Steroidogenic acute regulatory protein (STAR) is a key protein for the intracellular transport of cholesterol to the mitochondrium in endocrine organs (e.g. adrenal gland, ovaries, testes) and essential for the synthesis of all steroid hormones. Several mutations have been described and the clinical phenotype varies strongly and may be grouped into classic lipoid congenital adrenal hyperplasia (LCAH), in which all steroidogenesis is disrupted, and non-classic LCAH, which resembles familial glucocorticoid deficiency (FGD), which affects predominantly adrenal functions. Classic LCAH is characterized by early and potentially life-threatening manifestation of primary adrenal insufficiency (PAI) with electrolyte disturbances and 46,XY disorder of sex development (DSD) in males as well as lack of pubertal development in both sexes.

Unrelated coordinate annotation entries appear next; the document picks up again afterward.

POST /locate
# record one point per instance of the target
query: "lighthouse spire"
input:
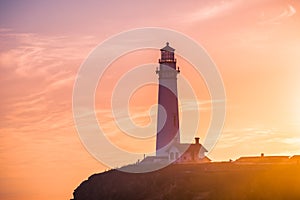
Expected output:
(167, 116)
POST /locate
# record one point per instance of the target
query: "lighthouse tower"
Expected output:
(167, 116)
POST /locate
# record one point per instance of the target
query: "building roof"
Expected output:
(167, 48)
(185, 147)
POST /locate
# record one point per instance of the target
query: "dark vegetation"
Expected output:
(211, 181)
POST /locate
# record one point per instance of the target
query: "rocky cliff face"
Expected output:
(196, 181)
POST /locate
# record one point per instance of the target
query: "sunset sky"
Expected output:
(255, 45)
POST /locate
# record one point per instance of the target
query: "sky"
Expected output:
(255, 45)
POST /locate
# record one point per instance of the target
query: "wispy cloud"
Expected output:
(211, 10)
(288, 12)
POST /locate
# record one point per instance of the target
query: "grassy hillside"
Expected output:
(196, 181)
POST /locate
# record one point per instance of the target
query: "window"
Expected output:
(171, 156)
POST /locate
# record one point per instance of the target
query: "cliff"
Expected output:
(196, 181)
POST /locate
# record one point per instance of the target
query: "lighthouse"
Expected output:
(167, 115)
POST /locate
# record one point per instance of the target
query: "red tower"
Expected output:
(167, 116)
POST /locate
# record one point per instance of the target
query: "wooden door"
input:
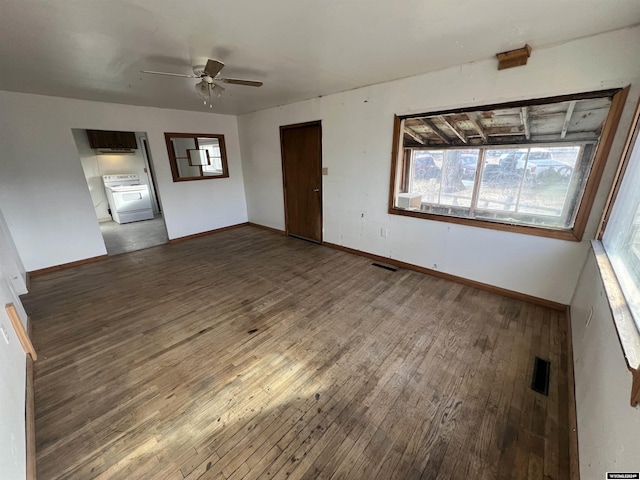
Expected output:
(301, 147)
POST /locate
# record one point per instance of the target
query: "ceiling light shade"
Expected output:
(217, 90)
(202, 88)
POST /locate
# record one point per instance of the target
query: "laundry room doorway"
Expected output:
(119, 172)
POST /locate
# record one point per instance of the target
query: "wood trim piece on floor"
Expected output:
(30, 416)
(574, 463)
(22, 335)
(208, 232)
(62, 266)
(270, 229)
(454, 278)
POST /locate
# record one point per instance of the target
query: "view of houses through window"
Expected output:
(534, 185)
(510, 166)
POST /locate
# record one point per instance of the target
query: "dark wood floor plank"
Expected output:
(249, 355)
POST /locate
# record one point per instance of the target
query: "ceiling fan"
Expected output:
(208, 75)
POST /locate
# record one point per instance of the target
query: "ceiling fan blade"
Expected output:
(213, 68)
(238, 81)
(171, 74)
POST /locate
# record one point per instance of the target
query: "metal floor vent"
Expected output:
(386, 267)
(540, 380)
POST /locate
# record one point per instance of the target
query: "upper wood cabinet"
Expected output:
(111, 139)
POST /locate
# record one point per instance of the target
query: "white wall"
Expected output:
(12, 370)
(357, 132)
(44, 194)
(607, 425)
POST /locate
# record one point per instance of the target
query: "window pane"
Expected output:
(458, 174)
(622, 236)
(502, 178)
(519, 163)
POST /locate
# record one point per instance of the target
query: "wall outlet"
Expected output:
(590, 316)
(4, 335)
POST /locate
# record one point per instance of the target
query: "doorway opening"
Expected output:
(122, 185)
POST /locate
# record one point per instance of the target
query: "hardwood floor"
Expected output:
(246, 354)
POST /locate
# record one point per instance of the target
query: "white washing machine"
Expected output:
(129, 200)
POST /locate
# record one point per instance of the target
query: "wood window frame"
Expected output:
(174, 163)
(625, 325)
(575, 234)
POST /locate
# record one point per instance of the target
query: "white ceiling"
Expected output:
(300, 49)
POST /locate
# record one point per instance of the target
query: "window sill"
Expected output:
(625, 326)
(568, 235)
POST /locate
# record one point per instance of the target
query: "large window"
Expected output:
(621, 237)
(531, 167)
(196, 156)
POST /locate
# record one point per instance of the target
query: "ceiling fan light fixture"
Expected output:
(217, 90)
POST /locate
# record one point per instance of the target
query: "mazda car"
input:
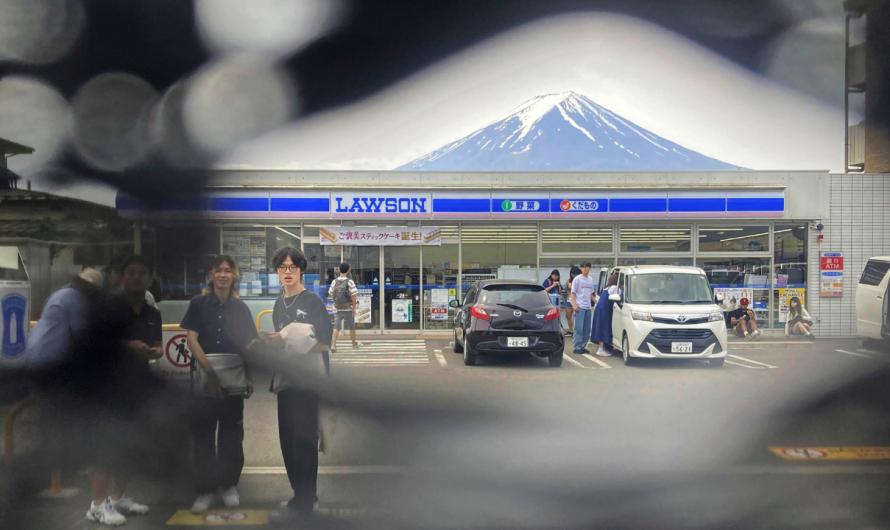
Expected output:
(507, 316)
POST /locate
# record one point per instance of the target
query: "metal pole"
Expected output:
(846, 93)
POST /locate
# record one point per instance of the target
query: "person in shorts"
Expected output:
(344, 294)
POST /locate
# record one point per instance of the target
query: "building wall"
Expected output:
(859, 226)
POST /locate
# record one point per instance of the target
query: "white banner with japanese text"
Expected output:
(380, 236)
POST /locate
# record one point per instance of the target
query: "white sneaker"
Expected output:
(231, 498)
(127, 506)
(106, 514)
(202, 503)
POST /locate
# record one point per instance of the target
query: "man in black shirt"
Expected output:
(141, 325)
(744, 322)
(298, 407)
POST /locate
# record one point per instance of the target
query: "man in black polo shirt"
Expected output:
(141, 333)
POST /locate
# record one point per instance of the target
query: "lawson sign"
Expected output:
(295, 204)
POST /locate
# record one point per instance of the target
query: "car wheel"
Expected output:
(625, 352)
(469, 356)
(455, 347)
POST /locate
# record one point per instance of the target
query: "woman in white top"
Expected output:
(799, 321)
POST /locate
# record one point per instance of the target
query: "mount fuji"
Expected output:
(564, 132)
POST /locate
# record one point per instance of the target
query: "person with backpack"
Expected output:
(344, 294)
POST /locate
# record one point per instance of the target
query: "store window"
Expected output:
(656, 239)
(733, 239)
(440, 285)
(576, 239)
(490, 252)
(789, 267)
(185, 259)
(737, 278)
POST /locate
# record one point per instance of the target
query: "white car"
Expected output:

Non-classic LCAH manifests usually later in life with PAI. Nevertheless, life-long follow-up of gonadal function is warranted. We describe a 26-year-old female patient who was diagnosed with PAI early in life without detailed diagnostic work-up. At the age of 14 months, she presented with hyperpigmentation, elevated ACTH and low cortisol levels. As her older brother was diagnosed with PAI two years earlier, she was put on hydrocortisone and fludrocortisone replacement therapy before an Addisonian crisis occurred. Upon review of her case in adulthood, consanguinity was noted in the family. Genetic analysis for PAI revealed a homozygous mutation in the STAR gene (c.562C>T, p.Arg188Cys) in both siblings. This mutation has been previously described in non-classic LCAH. This case illustrates that early onset, familial PAI is likely due to autosomal recessive genetic mutations in known genes causing PAI.

Learning points:

  • In childhood-onset PAI, a genetic cause is most likely, especially in families with consanguinity.

  • Adult patients with an etiologically unsolved PAI should be reviewed repeatedly and genetic work-up should be considered.

  • Knowing the exact genetic diagnosis in PAI is essential for genetic counselling and may allow disease-specific treatment.

  • Young men and women with NCLAH due to homozygous STAR Arg188Cys mutation should be investigated for their gonadal function as hypogonadism and infertility might occur during puberty or in early adulthood.